Here's one scenario. If I walk into a local store wanting a big-ticket item, your job as the proprietor is not to let me leave until you have my money and I have the item. It doesn't matter if the installer doesn't work on Thursdays or the delivery guy is at a ballgame or the only one you have left is the demo. You will call the district manager for an OK, you will load the item in your own pickup and bring it to my house, you will find a friend of yours in the next town to come help you hook it up. Today. Free. That's what I expect from the big-box store. Why should I expect any less of you?
And there's the teenaged checker at the store who can't bring herself to interrupt the conversation with her friend while she's checking you out. And there's the clerk who, when you ask which techno-gadget you want to buy is compatible with the one you already have, says, "You got me, Bud." Common scenes, not unique to Robinson by any means - but no longer tolerable in today's business climate.
Customer service - radical, relentless, creative, resourceful - is what local businesses can offer that Wal-Mart will never be able or willing to offer. If you give the customer what he or she wants, instantly, cheerfully, knowledgeably, at a fair price, and fix it or replace it when it breaks, you're giving them a reason to come back - to say, "For this and that and the other I'll go to Wal-Mart, but for this, I'm coming here."
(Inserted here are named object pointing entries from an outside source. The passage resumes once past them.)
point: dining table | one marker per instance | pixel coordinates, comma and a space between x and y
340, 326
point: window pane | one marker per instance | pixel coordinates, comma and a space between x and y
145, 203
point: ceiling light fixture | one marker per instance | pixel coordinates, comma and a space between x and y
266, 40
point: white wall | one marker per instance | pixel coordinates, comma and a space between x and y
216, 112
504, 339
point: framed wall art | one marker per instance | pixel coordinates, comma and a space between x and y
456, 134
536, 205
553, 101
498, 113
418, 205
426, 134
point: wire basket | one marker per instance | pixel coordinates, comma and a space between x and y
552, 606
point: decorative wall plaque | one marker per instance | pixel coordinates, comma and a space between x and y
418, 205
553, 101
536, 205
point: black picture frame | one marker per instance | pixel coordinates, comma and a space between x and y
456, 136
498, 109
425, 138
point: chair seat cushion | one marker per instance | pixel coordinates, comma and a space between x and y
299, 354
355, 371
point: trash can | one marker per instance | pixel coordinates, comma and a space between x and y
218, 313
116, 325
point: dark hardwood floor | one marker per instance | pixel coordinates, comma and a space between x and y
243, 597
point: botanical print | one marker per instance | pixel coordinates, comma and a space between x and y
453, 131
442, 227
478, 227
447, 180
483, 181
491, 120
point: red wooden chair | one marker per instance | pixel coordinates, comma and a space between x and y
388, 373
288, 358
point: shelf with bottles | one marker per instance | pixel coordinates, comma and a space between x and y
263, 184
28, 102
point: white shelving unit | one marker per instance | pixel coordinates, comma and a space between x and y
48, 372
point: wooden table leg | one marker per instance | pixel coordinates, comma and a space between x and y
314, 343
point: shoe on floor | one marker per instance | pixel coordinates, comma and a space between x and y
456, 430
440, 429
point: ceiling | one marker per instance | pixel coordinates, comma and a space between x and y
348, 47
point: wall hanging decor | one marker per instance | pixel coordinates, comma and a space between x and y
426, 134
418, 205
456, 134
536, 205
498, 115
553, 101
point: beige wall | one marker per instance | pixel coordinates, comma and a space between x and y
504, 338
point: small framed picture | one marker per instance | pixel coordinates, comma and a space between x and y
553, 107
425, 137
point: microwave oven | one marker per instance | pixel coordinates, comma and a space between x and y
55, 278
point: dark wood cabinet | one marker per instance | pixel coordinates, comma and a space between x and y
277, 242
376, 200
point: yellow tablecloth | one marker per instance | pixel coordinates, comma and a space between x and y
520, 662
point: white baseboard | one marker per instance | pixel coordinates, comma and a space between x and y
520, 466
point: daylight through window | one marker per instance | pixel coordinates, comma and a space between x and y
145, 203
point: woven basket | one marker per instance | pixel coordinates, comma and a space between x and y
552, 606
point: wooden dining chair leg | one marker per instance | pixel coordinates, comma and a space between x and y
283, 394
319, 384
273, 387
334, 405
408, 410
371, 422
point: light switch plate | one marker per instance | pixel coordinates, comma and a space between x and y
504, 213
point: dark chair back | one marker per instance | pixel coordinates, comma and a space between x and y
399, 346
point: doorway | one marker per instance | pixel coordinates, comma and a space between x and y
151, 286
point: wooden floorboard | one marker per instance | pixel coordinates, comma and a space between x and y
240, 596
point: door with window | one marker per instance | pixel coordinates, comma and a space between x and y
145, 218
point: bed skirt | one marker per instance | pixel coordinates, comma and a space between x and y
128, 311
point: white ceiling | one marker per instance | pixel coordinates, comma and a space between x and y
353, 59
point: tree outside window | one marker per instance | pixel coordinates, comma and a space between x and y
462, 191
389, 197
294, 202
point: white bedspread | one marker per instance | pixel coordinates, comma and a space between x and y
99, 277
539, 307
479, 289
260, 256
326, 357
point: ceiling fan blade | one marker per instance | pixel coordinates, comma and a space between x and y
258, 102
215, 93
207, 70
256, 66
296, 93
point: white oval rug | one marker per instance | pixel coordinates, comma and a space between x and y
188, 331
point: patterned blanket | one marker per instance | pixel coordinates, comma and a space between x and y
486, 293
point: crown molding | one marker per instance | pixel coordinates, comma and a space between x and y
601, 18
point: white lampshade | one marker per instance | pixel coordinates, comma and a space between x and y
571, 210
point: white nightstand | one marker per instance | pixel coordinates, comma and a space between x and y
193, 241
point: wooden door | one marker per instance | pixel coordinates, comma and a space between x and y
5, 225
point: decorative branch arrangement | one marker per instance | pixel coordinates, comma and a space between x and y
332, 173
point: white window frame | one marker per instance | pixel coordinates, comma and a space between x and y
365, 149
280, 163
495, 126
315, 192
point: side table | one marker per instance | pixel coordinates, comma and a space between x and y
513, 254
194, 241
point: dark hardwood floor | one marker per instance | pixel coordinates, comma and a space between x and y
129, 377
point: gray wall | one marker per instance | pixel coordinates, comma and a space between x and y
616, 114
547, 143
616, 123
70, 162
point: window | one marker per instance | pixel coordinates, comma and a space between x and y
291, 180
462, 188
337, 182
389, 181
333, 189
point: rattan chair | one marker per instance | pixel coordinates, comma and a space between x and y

It's going to be different, for sure. But it doesn't have to be as bad as many of us think it could be. We just need to remember something local entrepreneur Ken Hohlbaugh told me several years ago: When change comes to a community, the most important thing is to be out in front of it, making things happen, rather than letting things happen to you.
The Supercenter is coming. But we don't have to let it happen to us.